Sonarbird ist die dritte Company. Wir nennen es die Sonarbird-Audio-Cloud. Das ist eine Web-Applikation auf der du Podcasts aufnehmen kannst, schneiden kannst, mit deinem Team komplett produzieren und auf allen Plattformen distribuieren kannst, von Apple über Spotify, bis hin zu eigenen Apps. Und anschließend kannst du deine Inhalte monetarisieren.

Und eben mit dem zweiten Schwerpunkt, der sich gerade abzeichnet Corporate Audio. Also dass wir anfangen in Unternehmen Audio zu etablieren. Wir haben das schon selbst in Coronazeiten gemacht. Als wir alle ins Home-Office sind, haben wir angefangen für uns gegenseitig Podcasts aufzunehmen als Alternative zum Stand-Up-Meeting. Diese Idee von Audio als Secondary-Medium, dass du anderes tun kannst, während du die Inhalte kommunizierst, ist eine Billion-Dollar-Idee.
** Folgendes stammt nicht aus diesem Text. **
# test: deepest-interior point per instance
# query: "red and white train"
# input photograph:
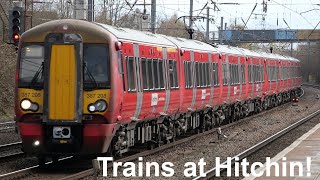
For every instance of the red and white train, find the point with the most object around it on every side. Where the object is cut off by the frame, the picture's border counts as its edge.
(90, 88)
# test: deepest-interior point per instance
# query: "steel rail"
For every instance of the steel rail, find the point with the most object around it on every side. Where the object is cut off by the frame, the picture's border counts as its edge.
(90, 172)
(8, 122)
(22, 172)
(211, 173)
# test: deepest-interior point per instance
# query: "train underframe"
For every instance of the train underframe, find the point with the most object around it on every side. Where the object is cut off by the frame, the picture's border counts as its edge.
(150, 133)
(164, 130)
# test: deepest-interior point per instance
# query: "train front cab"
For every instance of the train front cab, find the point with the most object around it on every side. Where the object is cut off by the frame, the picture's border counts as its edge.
(63, 95)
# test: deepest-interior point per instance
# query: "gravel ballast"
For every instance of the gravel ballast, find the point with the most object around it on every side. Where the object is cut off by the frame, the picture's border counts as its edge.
(239, 137)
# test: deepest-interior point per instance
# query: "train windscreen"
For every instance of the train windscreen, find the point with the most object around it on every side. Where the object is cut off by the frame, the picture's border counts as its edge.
(96, 66)
(31, 66)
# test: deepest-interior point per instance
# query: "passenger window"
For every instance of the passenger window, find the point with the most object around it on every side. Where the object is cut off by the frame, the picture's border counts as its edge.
(161, 74)
(144, 73)
(130, 74)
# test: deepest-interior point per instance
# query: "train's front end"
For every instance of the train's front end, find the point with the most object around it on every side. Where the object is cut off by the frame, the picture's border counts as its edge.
(63, 89)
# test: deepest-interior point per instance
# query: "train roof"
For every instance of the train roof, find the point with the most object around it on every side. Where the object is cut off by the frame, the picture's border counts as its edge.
(191, 44)
(150, 38)
(135, 35)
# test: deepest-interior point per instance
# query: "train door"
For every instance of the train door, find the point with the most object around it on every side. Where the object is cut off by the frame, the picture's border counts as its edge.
(137, 65)
(193, 80)
(166, 80)
(63, 83)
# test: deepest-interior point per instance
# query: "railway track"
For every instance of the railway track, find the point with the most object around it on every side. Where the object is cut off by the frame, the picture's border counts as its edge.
(5, 126)
(10, 150)
(90, 172)
(36, 169)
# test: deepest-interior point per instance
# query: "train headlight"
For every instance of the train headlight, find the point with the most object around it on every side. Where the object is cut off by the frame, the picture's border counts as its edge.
(98, 106)
(28, 105)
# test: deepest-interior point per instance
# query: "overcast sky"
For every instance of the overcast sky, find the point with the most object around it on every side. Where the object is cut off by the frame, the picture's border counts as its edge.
(278, 11)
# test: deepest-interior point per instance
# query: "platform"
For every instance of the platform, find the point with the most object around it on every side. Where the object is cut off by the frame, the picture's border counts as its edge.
(307, 145)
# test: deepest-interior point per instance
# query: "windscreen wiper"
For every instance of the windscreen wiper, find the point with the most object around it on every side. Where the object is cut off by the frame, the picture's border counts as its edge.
(36, 76)
(93, 81)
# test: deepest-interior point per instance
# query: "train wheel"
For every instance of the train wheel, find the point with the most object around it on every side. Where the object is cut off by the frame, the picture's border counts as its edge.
(55, 159)
(151, 145)
(41, 161)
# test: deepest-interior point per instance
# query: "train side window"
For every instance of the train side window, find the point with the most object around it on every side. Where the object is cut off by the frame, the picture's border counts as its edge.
(243, 79)
(186, 76)
(215, 74)
(232, 78)
(262, 73)
(176, 80)
(130, 74)
(171, 74)
(196, 74)
(155, 64)
(208, 74)
(250, 73)
(144, 73)
(224, 73)
(161, 75)
(150, 74)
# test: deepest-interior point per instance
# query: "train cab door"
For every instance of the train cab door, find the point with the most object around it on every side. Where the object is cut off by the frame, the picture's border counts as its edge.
(138, 79)
(63, 78)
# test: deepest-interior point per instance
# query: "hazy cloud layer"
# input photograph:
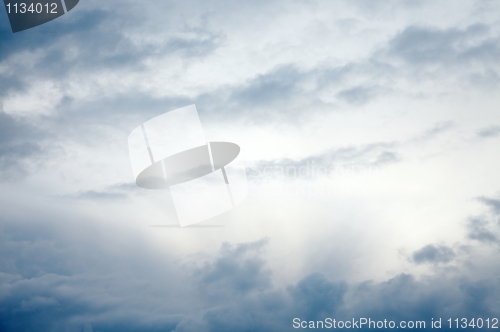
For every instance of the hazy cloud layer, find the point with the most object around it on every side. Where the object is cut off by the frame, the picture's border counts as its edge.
(407, 89)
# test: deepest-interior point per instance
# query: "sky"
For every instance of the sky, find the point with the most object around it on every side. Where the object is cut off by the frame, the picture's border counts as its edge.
(370, 132)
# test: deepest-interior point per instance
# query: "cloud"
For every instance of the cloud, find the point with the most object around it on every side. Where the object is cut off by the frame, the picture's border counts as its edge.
(427, 45)
(19, 141)
(433, 254)
(489, 132)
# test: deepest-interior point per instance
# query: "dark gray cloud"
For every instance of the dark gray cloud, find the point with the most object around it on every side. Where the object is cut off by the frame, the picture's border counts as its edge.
(486, 228)
(231, 292)
(433, 254)
(428, 45)
(19, 141)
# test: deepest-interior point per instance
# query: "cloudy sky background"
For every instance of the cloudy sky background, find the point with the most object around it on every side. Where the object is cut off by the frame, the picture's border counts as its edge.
(398, 100)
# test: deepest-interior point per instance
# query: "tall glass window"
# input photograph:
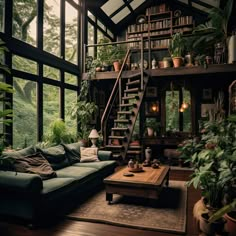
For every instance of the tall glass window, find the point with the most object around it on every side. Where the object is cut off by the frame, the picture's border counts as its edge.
(25, 20)
(51, 27)
(70, 98)
(90, 39)
(71, 34)
(24, 113)
(2, 9)
(51, 105)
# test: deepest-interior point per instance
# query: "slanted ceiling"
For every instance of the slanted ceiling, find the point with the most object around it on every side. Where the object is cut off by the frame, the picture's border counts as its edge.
(117, 14)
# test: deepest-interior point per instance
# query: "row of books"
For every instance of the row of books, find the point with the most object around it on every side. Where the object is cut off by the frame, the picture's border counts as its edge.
(160, 24)
(137, 28)
(157, 9)
(163, 43)
(183, 30)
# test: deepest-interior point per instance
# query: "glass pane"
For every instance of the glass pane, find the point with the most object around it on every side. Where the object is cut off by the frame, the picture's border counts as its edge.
(90, 39)
(91, 16)
(70, 98)
(71, 79)
(24, 113)
(71, 34)
(172, 110)
(51, 27)
(2, 9)
(101, 25)
(187, 124)
(23, 64)
(51, 105)
(51, 73)
(25, 21)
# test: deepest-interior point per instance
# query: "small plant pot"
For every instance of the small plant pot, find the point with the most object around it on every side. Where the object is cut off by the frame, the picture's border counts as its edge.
(177, 61)
(116, 65)
(231, 223)
(207, 228)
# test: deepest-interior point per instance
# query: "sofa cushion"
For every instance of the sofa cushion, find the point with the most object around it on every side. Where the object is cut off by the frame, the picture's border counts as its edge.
(55, 156)
(88, 154)
(56, 185)
(72, 152)
(23, 152)
(97, 165)
(78, 173)
(35, 164)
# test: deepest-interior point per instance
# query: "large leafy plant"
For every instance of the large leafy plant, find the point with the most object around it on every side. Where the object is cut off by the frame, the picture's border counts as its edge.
(215, 29)
(214, 163)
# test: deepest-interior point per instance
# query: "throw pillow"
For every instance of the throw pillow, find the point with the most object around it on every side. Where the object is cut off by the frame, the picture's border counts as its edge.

Wir kratzen da gerade einmal an der Oberfläche.  

Kannst du ein Beispiel für einen Auftrag nennen?

Alex: Wir haben letztes Jahr einen lustigen Job gemacht, in dem es darum ging, für ein sehr scharfes Würstchen, eine Radiowerbung zu bauen, die speziell auf Heavy-Metal-Sendern funktioniert. Da haben wir dann so Sound-a-likes von Pantera über Slayer bis zu New Metal Sachen gemacht, wo Leute schreien, weil das Würstchen zu scharf ist. Da war die spannende Frage: wie viel Metal ist erlaubt? Das heißt, Respekt davor, sich dem Genre zu nähern und wirklich rauskriegen: Wie muss das Ding klingen, dass es auch die Metalheads geil finden und sich auch respektiert fühlen.